We built a tool called casper-3 at Gather Inc. to handle DNS registration for applications running in hostMode on specific node pools. Supports registration for pods, mostly used with sts, and nodes, mostly used with deployments. The tool is tailored around our needs - we're a rather small team - but it is open source and fairly straight forward if you're familiar with golang. Supports CloudFlare and DigitalOcean as DNS providers, but adding Route53 (or what you have) shouldn't be too complicated.
I find it quite strange that the recommended way to run NATS in kubernetes requires public kubernetes nodes, which goes against the recommendation of cloud providers due to the security implications of having public instances. We are using a layer 4 NLB with AWS EKS to expose our NATS cluster, and I haven't yet found a good way to prevent the TLS handshake errors from the tcp health checks.
@dan-connektica NATS does not require security perimeter models, or load balancers to work properly and securely.

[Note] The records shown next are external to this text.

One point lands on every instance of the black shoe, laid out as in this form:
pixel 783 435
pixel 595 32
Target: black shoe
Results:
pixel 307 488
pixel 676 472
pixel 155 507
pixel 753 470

Remember NATS can run anywhere, not just in a cloud provider, specifically out at the edge.
That being said, setting up health checks should be fairly straightforward and not really specific to a NATS system. The health check needs to be TLS aware, and if you are forcing client side certs would need those as well.
@dan-connektica you should be able to customize the probe follows to avoid those errors, for example:
spec:
type: LoadBalancer
metadata:
annotations:
service.beta.kubernetes.io/aws-load-balancer-name: nats-nlb
service.beta.kubernetes.io/aws-load-balancer-type: external
service.beta.kubernetes.io/aws-load-balancer-scheme: internet-facing
service.beta.kubernetes.io/aws-load-balancer-nlb-target-type: ip
service.beta.kubernetes.io/aws-load-balancer-healthcheck-protocol: http
service.beta.kubernetes.io/aws-load-balancer-healthcheck-port: "8222"
service.beta.kubernetes.io/aws-load-balancer-healthcheck-path: "/"
@wallyqs Thanks, adding the monitoring port as the healthcheck port did the trick!
Defects
I'm running a NATS service 2.1.2 I am using TLS between my NATS brokers (port 6222) as well as TLS from clients to brokers (port 4222). Additionally I have added a
http: localhost:8222
config stanza to get metrics.My NATS servers are outputting
I'm pretty sure I have identified the culprit as being a load balancer pinging my NATS instances (on port 4222). However, it would be very helpful if the error logs could say which port the TLS handshake fails on to be able to debug errors like this a lot easier. See this as a feature request.